Le syndrome de la page blanche … !!! – 2/3

Le libraire qui devint écrivain !

Deuxième partie

Comme chaque matin, avant de lever le rideau de fer, Michel s’arrêta devant la vitrine pour y jeter un rapide coup d’œil. Il vérifiait l’impeccable disposition des livres alignés dans les rayonnages, remettait de l’ordre sur les tables. Il ne s’agissait surtout pas de présenter une vitrine peu soignée !

– «La vitrine d’un magasin est le miroir de ce qui se trouve à l’intérieur!» répétait-il inlassablement à qui voulait l’entendre.

Il traquait donc le livre corné, le livre tombé, le rayonnage en désordre, l’araignée qui aurait tissé sa toile au milieu des mots, la tablette poussiéreuse. Il soupirait ! Il fallait falloir remettre de peu d’ordre dans tout ce désordre !

Plusieurs livres étaient tombés des tables et des rayonnages.

Michel se mit à sourire.
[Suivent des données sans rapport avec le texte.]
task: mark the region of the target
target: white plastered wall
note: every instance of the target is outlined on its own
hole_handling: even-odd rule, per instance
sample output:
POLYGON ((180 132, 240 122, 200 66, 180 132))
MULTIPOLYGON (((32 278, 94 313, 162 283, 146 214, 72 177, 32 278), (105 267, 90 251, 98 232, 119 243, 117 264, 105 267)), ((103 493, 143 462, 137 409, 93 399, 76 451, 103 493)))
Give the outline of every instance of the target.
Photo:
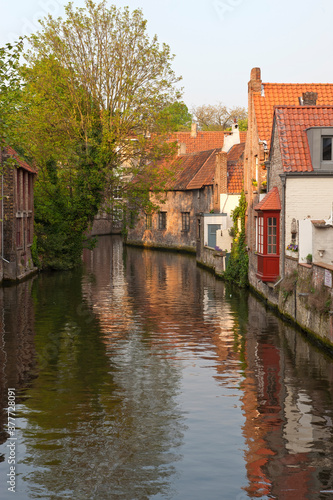
MULTIPOLYGON (((292 219, 299 221, 299 261, 312 254, 311 219, 329 219, 333 203, 333 177, 287 177, 286 246, 291 243, 292 219), (302 221, 308 220, 307 224, 302 221), (302 227, 302 229, 300 229, 302 227)), ((313 256, 314 260, 316 256, 313 256)))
Les livres avaient encore fait la java cette nuit !

Il aimait à imaginer que la nuit, les livres se mettaient à vivre, en cachette, quand la librairie avait fermé ses portes, qu’ils dansaient, se déplaçaient d’un coin à un autre, changeaient de place, échangeaient des mots, bref !

Les livres s’animaient la nuit, quand personne ne les voyait !
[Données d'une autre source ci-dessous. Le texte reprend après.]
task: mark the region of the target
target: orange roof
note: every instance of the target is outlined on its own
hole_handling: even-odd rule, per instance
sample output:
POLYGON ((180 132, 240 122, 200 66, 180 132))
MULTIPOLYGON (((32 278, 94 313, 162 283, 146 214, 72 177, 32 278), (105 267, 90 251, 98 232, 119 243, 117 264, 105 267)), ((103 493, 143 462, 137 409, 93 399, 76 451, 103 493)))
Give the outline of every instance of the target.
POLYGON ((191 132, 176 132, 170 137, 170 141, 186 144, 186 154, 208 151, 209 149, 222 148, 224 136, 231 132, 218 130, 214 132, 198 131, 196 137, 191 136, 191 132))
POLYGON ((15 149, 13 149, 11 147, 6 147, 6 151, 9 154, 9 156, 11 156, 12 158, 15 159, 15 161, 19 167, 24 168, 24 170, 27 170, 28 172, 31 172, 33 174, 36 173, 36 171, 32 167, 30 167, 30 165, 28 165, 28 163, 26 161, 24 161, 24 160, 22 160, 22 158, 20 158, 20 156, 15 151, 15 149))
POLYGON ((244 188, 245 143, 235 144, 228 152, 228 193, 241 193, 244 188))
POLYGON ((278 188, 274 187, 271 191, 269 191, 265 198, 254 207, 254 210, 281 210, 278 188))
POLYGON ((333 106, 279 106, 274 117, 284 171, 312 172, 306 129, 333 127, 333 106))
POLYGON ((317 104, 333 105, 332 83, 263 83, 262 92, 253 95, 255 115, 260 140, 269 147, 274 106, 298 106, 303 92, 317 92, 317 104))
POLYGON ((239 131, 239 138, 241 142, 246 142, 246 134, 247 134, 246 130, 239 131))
En observant la vitrine d’un air malicieux, Michel nota que

  • Jean d’Ormesson enlaçait encore la belle Irène Frain.
  • Bernard-Henri Lévy tirait la couverture à lui, laissant Le Clézio sans mot.
  • Philippe Sollers enjambait Marguerite
  • Yves Berger s’étalait de tout son long sur l’Amérique de Michener.
  • Amélie Nothomb vomissait l’araignée qui avait tenté de s’immiscer dans ses pages.
  • Henri Troyat et François Nourissier avaient leurs pages cornées.
  • Philippe Labro, Paulo Coelho, Milan Kundera, Ismail Kadaré s’entassaient les uns sur les autres.
  • Le livre de cuisine de Ginette Mathiot marchait sur les plates-bandes de Michel Lis le jardinier.

Quel méli-mélo dans la petite vitrine !

Les livres inertes s’étaient animés cette nuit, plus que jamais ! Surpris par le jour, ils n’avaient pas eu le loisir de regagner leur place attitrée.

C’est ce que pensait Michel, amusé. Il s’empêchait de divaguer plus longtemps dans son monde imaginaire… C’est qu’il s’en racontait des histoires, le Michel… Il aurait rêvé les écrire, toutes les histoires qu’il inventait.

Mais il n’avait pas le temps. Le temps filait trop vite et courait après Michel. Ce temps qu’il aurait tant aimé arrêter pour une période figée pour quelques lustres .

Écrire ! Écrire était un don, un art, comme la peinture ou la musique.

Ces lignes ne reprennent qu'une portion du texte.